In 2006, employer health insurance premiums increased by 7.7 percent, two times the rate of inflation. The annual premium for an employer health plan covering a family of four averaged nearly $11,500. The annual premium for single coverage averaged over $4,200.

Why is health care cost increasing? Experts agree that our health care system is riddled with inefficiencies, excessive administrative expenses, inflated prices, poor management, inappropriate care, waste, and fraud. Can we do anything about this?

Yes, part of the problem is caused by the Medicare Modernization Act Of 2003 (MMA). We can ask our elected officials to fix it.

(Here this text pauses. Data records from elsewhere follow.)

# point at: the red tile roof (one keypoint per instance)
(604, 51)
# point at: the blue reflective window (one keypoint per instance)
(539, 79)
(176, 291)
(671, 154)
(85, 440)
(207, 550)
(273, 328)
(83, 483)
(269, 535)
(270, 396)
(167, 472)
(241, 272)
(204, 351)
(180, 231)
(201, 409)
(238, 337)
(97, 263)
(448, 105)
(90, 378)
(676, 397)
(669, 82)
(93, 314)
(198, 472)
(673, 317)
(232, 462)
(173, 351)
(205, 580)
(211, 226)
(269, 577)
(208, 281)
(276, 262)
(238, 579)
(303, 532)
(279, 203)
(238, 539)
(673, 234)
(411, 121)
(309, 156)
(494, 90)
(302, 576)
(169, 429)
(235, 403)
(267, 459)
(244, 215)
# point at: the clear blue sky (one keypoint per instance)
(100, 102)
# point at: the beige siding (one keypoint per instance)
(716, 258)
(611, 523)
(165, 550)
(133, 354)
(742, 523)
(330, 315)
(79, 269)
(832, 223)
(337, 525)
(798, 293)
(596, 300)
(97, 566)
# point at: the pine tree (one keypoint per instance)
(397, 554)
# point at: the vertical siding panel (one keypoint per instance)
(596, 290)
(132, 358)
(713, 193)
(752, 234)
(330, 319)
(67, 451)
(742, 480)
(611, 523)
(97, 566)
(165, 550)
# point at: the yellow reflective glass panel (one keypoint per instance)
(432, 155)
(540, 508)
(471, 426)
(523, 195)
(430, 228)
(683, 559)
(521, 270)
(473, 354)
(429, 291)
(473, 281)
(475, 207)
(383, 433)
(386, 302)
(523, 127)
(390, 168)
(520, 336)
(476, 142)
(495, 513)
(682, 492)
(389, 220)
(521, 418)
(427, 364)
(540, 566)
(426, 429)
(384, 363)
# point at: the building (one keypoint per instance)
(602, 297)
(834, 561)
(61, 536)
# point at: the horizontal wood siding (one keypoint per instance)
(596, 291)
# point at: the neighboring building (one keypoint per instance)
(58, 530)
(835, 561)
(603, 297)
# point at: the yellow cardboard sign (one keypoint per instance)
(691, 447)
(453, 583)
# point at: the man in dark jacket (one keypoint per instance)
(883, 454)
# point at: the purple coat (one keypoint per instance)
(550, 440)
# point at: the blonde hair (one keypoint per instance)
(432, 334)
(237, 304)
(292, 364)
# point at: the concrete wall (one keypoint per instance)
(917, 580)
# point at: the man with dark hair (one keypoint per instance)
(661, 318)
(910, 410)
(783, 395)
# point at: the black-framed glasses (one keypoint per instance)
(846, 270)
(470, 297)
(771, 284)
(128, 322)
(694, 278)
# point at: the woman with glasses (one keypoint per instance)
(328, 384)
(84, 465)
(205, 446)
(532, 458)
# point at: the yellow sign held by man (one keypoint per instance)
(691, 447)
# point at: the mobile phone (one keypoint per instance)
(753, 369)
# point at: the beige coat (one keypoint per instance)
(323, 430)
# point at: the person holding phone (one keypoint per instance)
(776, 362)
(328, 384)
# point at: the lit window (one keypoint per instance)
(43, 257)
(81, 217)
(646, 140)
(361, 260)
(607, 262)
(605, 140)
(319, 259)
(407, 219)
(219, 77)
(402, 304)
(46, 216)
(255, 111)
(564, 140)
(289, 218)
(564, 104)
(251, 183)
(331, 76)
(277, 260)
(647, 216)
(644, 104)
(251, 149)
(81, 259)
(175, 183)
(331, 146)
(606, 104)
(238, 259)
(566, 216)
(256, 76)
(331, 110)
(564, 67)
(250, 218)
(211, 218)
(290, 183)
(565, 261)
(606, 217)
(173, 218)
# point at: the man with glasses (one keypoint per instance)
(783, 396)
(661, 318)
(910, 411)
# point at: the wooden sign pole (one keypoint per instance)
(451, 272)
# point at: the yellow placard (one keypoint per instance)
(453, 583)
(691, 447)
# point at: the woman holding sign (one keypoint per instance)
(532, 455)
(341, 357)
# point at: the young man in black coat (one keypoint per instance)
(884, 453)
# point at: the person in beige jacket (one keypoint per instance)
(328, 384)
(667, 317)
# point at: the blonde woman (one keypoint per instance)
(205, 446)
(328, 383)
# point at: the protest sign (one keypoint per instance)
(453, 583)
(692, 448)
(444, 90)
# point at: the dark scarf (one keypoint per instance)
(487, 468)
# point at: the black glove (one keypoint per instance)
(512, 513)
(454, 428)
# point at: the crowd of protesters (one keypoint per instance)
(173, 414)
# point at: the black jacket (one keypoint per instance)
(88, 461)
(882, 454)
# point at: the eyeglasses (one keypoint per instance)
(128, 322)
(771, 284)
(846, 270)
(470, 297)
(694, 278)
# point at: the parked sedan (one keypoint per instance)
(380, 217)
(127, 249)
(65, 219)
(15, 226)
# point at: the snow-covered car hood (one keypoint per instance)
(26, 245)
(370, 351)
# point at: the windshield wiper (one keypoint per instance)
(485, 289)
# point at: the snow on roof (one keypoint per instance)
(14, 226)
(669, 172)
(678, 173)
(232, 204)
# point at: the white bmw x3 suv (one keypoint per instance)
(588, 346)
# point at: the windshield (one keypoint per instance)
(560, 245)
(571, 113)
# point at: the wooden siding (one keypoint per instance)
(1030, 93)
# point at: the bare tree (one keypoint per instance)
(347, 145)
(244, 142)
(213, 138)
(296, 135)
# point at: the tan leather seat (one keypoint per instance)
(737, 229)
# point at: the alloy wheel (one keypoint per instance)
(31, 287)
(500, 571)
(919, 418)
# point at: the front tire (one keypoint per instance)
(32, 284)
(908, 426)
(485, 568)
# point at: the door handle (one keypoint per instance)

The problem started in 1983, when private managed care plans were introduced. The plans were supposed to decrease Medicare costs and help people by coordinating their care. What happened instead was an increase in costs. Medicare's privatized managed care program, called Medicare Advantage, has never provided a better bargain than traditional fee-for-service Medicare. This is how it works:

Medicare pays private insurance companies a flat amount for each beneficiary who joins their managed care plans. The plans are supposed to develop cost-effective treatment strategies and coordinate care to reduce expenses. What happened instead was private plans reduced costs by recruiting the youngest and healthiest beneficiaries.

Have you ever been refused by an HMO? Excessive overpayments of billions of dollars, according to the GAO, were going to the private managed care plans.

When Medicare found out about this, they started paying less for healthy people. Then the HMOs began dropping out. They couldn't compete with traditional Medicare.

So what did congress do? They gave these cherry-picking HMOs more money with the Medicare Modernization Act of 2003, the same law that started the prescription drug plan, part D of Medicare. A 2004 Medicare Payment Advisory Commission (MedPAC) analysis found that payments to managed care plans represented 107 percent of per capita costs for traditional Medicare-a 7 percent overpayment.

In 2006, MedPAC estimates that this overpay ¬ment to private plans has risen to 11 percent. According to the Commonwealth Fund, which has a similar estimate of the excess cost, the subsidy to private HMOs cost Medicare $5.4 billion in 2006.

Do you think you should tell your elected officials to get the HMOs out of Medicare?